Philip Hanson
It is too difficult a Grace
OPENING RECEPTION: FRIDAY, FEBRUARY 26, 6-8 PM
POETRY READING WITH ANSELM BERRIGAN AND JOHN YAU
THURSDAY, MARCH 10, 6:30 PM
Utilizing a bold palette of color and the structure of the letters themselves, Hanson
reinvents the language through its shape and therefore impacts its meaning as well.

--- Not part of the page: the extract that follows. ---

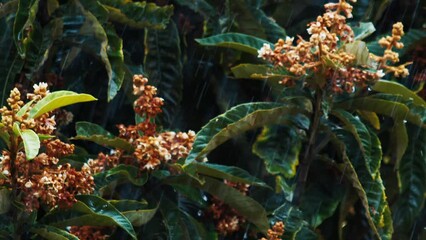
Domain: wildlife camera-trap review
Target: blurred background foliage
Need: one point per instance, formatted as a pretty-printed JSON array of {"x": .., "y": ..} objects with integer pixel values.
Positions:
[{"x": 96, "y": 46}]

Hanson’s adoption of this close, line by line analysis of a poem was greatly influenced
by his relationship with the New Criticism movement that proliferated mid-century
literary criticism while he was studying poetry at the University of Chicago. His
practice of diagrammatically breaking down and redeploying a poem across a network
of illuminated supports add to, rather than appropriate from, the poetry that inspires
them.
Hanson’s work is fueled by what curator Michael Rooks refers to as the “New Sincerity
ethos...a paradigm in which the pursuit of grand universal truths, like the virtues of
love, are conditioned by an innate skepticism. An ethos that searches for a truth that
it never expects to find.” The excerpts from poems such as Blake’s “The Sick Rose” and
Dickinson’s “I am nobody! Who are you?” possess this sincerity and fortitude of these
universal truths that have resonated over generations, and which Hanson is able to
externalize so aptly in his paintings.
Hanson has actively exhibited his work both nationally and internationally since the late 1960s. His work has been featured in numerous group exhibitions, including the 2014 Whitney Biennial, curated by Michelle Grabner; Chicago Imagists, Karma International, Zurich, (2013); and Art in Chicago, 1945-1995, Museum of Contemporary Art, Chicago (1996). Prior to this, Hanson showed with the Chicago Imagists in exhibitions such as the seminal False Image at the Hyde Park Art Center (1968), as well as the Museum of Contemporary Art, Chicago (1969 and 1972); the Institute of Contemporary Art, Philadelphia (1969); and the Sao Paulo Biennale (1973). His work is in the permanent collections of the Museum of Contemporary Art, Chicago, the Art Institute of Chicago, the National Museum of American Art, Washington, DC, and the Museum des 20 Jahrhunderts, Vienna. Hanson (b. 1943) received his BA from the University of Chicago and an MFA from The School of the Art Institute of Chicago. He currently lives and works in Chicago, Illinois.